Le pattern est le suivant :
- Vérifier si une API existe et évaluer sa couverture, ses limites et son coût
- Utiliser l’API là où elle fournit les données nécessaires à un coût raisonnable
- Scraper là où l’API est insuffisante ou inexistante
- Tout normaliser dans un schéma unifié quelle que soit la source
- Surveiller les deux — les dépréciations d’API et les changements de mise en page
L’étape de normalisation est essentielle. Votre tableau de bord analytique ne devrait pas avoir besoin de savoir si un prix provient d’une réponse API ou a été extrait du HTML. Un pipeline de données propre abstrait la source.
Les réalités juridiques en 2026
Adressons le sujet délicat. “Le scraping est-il légal ?”

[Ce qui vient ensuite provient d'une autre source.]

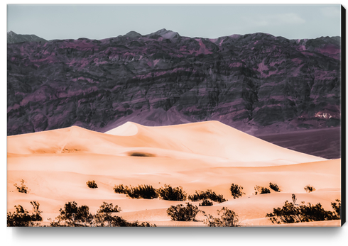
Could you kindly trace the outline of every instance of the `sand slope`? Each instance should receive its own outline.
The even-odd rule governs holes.
[[[167,208],[185,202],[131,199],[114,192],[119,184],[155,188],[168,184],[181,186],[188,194],[212,189],[228,201],[200,208],[217,216],[217,209],[227,206],[249,226],[272,225],[266,214],[291,201],[292,194],[300,202],[320,202],[332,210],[330,203],[340,199],[341,191],[340,160],[284,149],[217,121],[164,127],[127,123],[105,133],[74,126],[10,136],[7,167],[8,211],[17,204],[30,210],[29,202],[38,201],[46,223],[66,202],[75,201],[92,212],[103,201],[117,204],[122,209],[120,216],[129,220],[162,226],[205,225],[201,213],[197,222],[170,221]],[[14,187],[21,179],[28,194]],[[98,188],[88,188],[88,180],[95,180]],[[255,185],[268,186],[269,182],[276,183],[281,192],[254,194]],[[232,183],[241,185],[245,196],[233,199]],[[306,193],[307,184],[316,191]],[[339,225],[326,223],[312,225]]]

Le paysage juridique s’est considérablement clarifié depuis le début des années 2020. L’arrêt hiQ v. LinkedIn aux États-Unis a établi que le scraping de données publiquement accessibles est généralement permis. Le Data Act de l’UE a davantage clarifié les droits d’accès aux données. Et la réalité pratique est que le scraping de données web publiques est une industrie pesant des milliards, utilisée par tout le monde, de Google (qui est, fondamentalement, un scraper) aux comparateurs de prix en passant par les chercheurs universitaires.
Cela dit, il y a des lignes claires :
- Ne pas scraper derrière des pages protégées sans autorisation explicite
- Ne pas contourner les protections techniques conçues pour bloquer l’accès à des données clairement non publiques
- Respecter les réglementations sur les données personnelles — le RGPD s’applique quelle que soit la méthode de collecte
- Ne pas surcharger les serveurs — un scraping responsable utilise la limitation de débit et respecte les signaux robots.txt
La grande majorité des cas d’usage de scraping en entreprise — surveillance des prix, études de marché, génération de leads depuis des annuaires publics — se situe largement dans les limites légales.
Prendre la décision : une checklist pratique
Avant de lancer tout projet de collecte de données, passez par cette liste :
- Une API existe-t-elle ? Vérifiez les docs développeur du site et des plateformes comme RapidAPI
- L’API retourne-t-elle les champs spécifiques dont vous avez besoin ?
- Pouvez-vous obtenir le volume nécessaire dans les limites de débit et de budget ?
- Les données sont-elles visibles publiquement sur le site ?
- Avez-vous besoin de mises à jour push en temps réel ou le polling périodique suffit-il ?
Si l’API coche toutes les cases, utilisez-la. Si elle échoue sur 2, 3 ou 4, le scraping est probablement votre meilleur choix — éventuellement en combinaison avec l’API pour les données qu’elle couvre bien.
Chez SilentFlow, nous construisons des systèmes de collecte de données qui combinent API et scraping de manière transparente. La source n’a pas d’importance — ce qui compte, c’est que vous obteniez des données propres, fiables et à jour dans le format dont votre entreprise a besoin. Que ces données viennent d’un endpoint JSON ou d’une page HTML est un détail d’implémentation, pas une décision stratégique.
Les entreprises qui font ça bien traitent la collecte de données comme un problème de pipeline, pas comme un débat religieux entre API et scraping. Utilisez l’outil qui fonctionne le mieux pour chaque source, unifiez la sortie, et concentrez votre énergie sur ce que vous faites avec les données — pas sur comment vous les avez obtenues.